20. A method to increase the herbicide tolerance of a plant comprising combining at least one full knockout AHAS allele and at least one herbicide tolerant AHAS allele in the genomic DNA of said plant.

21-22. (canceled)

23. A method for controlling weeds in the vicinity of crop plants, comprising the steps of:

a) planting in a field seeds produced by the plant of claim 4; and

b) an effective amount of AHAS-inhibiting herbicide to the weeds and to the crop plants in the field to control the weeds.

24. The method of claim 23, further comprising prior to step a) the step of applying an effective amount of AHAS-inhibiting herbicide to said field.

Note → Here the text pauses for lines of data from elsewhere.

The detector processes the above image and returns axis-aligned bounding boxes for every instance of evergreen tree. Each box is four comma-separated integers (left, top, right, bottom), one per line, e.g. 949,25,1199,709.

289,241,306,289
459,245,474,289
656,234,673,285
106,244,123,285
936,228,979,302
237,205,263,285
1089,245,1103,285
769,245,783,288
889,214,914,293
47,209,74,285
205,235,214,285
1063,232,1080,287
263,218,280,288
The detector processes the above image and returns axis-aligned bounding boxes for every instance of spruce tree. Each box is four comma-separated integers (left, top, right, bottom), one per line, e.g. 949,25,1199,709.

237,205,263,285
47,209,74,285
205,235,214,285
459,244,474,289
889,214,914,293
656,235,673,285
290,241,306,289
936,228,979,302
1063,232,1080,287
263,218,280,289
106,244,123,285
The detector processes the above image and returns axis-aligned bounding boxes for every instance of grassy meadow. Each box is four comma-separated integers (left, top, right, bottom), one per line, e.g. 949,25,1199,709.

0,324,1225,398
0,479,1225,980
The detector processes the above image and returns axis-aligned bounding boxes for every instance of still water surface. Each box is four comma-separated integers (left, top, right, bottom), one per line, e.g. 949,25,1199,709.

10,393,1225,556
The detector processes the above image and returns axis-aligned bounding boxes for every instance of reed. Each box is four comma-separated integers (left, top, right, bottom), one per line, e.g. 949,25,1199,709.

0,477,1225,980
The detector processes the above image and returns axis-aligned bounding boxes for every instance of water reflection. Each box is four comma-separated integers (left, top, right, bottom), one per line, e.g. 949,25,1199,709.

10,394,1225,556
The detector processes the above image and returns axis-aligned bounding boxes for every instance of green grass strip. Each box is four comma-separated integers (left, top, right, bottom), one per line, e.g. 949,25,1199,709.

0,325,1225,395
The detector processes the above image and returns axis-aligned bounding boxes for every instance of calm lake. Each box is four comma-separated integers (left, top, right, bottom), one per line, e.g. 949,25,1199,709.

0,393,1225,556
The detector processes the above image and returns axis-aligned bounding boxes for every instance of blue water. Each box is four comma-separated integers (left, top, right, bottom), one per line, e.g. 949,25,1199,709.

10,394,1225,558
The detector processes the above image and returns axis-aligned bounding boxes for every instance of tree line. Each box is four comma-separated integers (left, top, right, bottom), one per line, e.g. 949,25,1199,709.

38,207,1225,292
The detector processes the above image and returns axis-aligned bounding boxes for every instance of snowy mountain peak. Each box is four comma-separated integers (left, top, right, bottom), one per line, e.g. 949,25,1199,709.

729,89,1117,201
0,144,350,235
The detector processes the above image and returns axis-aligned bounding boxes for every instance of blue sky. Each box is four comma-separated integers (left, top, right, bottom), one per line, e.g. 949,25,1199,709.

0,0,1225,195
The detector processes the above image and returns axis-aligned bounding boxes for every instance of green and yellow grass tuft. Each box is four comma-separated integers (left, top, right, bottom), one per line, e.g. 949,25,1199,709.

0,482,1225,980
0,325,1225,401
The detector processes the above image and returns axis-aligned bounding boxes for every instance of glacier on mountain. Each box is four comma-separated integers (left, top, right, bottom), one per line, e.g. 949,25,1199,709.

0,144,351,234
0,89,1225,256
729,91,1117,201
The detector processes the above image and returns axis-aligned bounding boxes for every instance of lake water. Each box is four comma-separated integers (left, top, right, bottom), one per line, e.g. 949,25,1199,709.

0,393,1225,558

25. A method for treating a plant of claim 4, characterized in that said plants are treated with one or more AHAS-inhibiting herbicides.

26. (canceled)

27. The method of claim 23, wherein said AHAS-inhibiting herbicide is methyl 4-[(4,5-dihydro-3-methoxy-4-methyl-5-oxo-1H-1,2,4-triazol-1-yl)carbonylsulfamoyl]-5-methylthiophene-3-carboxylate.

28. The method of claim 23, wherein said plant is tolerant to an application of at least 5.0 g a.i./ha of methyl 4-[(4,5-dihydro-3-methoxy-4-methyl-5-oxo-1H-1,2,4-triazol-1-yl)carbonylsulfamoyl]-5-methylthiophene-3-carboxylate.

29. The method of claim 23, wherein said plant is selected from the group consisting of B. juncea, B. napus, B. rapa, B. carinata, B. oleracea and B. nigra.

30. Use of a full knockout AHAS allele of claim 13 to obtain a herbicide tolerant plant.

31. Use of the plant of claim 1 to produce seed comprising one or more full knockout AHAS alleles.

32. Use of the plant of claim 1 to produce a crop of oilseed rape, comprising one or more full knockout AHAS alleles.